Les prix mondiaux du pétrole sont tombés sous la barre des 95 $

Les prix mondiaux du pétrole sont tombés sous la barre des 95 $

15 avril 2026 — Les prix du pétrole brut évoluent en ordre dispersé mercredi, tiraillés entre l’espoir d’une reprise rapide des négociations indirectes entre les États-Unis et l’Iran, et les nouvelles menaces de Téhéran de bloquer les voies maritimes stratégiques en réponse au blocus américain.

Vers 13h50 GMT, le baril de Brent de la mer du Nord pour livraison en juin gagnait 0,49 % à 92,25 dollars, tandis que son homologue américain, le WTI pour livraison en mai, progressait plus modestement de 0,15 % à 91,42 dollars.

Les cours ont chuté ces deux derniers jours, portés par les déclarations optimistes du président américain Donald Trump. Ce dernier a indiqué que de nouveaux pourparlers avec l’Iran pourraient reprendre « dans les deux prochains jours », possiblement à nouveau au Pakistan, médiateur discret mais actif dans ce dossier.

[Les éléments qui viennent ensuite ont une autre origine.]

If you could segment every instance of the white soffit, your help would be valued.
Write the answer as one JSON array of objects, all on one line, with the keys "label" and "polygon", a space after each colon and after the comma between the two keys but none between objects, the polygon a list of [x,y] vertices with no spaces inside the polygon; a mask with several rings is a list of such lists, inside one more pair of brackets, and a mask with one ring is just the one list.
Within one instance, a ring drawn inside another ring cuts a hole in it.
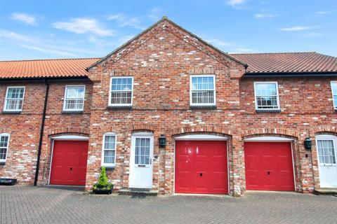
[{"label": "white soffit", "polygon": [[227,138],[211,134],[189,134],[176,137],[175,140],[227,140]]},{"label": "white soffit", "polygon": [[253,138],[248,138],[248,139],[244,139],[244,141],[291,141],[293,140],[293,139],[289,139],[289,138],[271,136],[253,137]]}]

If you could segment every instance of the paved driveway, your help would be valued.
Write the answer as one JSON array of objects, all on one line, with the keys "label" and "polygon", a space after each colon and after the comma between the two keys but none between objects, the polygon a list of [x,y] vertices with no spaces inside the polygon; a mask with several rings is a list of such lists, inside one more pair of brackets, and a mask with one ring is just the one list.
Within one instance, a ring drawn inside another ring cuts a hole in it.
[{"label": "paved driveway", "polygon": [[226,197],[98,196],[0,186],[1,223],[336,223],[337,197],[249,192]]}]

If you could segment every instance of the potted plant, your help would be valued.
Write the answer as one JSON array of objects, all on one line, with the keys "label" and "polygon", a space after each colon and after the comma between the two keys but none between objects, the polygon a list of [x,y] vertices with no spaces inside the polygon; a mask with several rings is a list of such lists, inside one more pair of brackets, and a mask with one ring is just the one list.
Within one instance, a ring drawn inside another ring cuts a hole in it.
[{"label": "potted plant", "polygon": [[110,195],[112,192],[114,185],[107,181],[105,167],[102,167],[98,181],[93,185],[93,192],[98,195]]}]

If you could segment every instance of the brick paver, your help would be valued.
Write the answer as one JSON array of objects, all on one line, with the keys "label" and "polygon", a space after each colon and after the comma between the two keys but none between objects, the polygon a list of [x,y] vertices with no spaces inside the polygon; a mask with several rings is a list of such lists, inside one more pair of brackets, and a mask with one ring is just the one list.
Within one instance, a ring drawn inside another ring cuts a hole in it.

Trump a même affirmé mardi soir que « la guerre dans le Golfe est presque finie » et que les autorités iraniennes « veulent vraiment parvenir à un accord ».

Cette relative accalmie intervient après l’échec des négociations marathon du week-end dernier à Islamabad, qui ont duré plus de 21 heures sans aboutir à un accord. À la suite de cet échec, les États-Unis ont imposé un blocus sur les ports iraniens et renforcé leur contrôle dans le détroit d’Ormuz, provoquant une forte inquiétude sur les approvisionnements mondiaux.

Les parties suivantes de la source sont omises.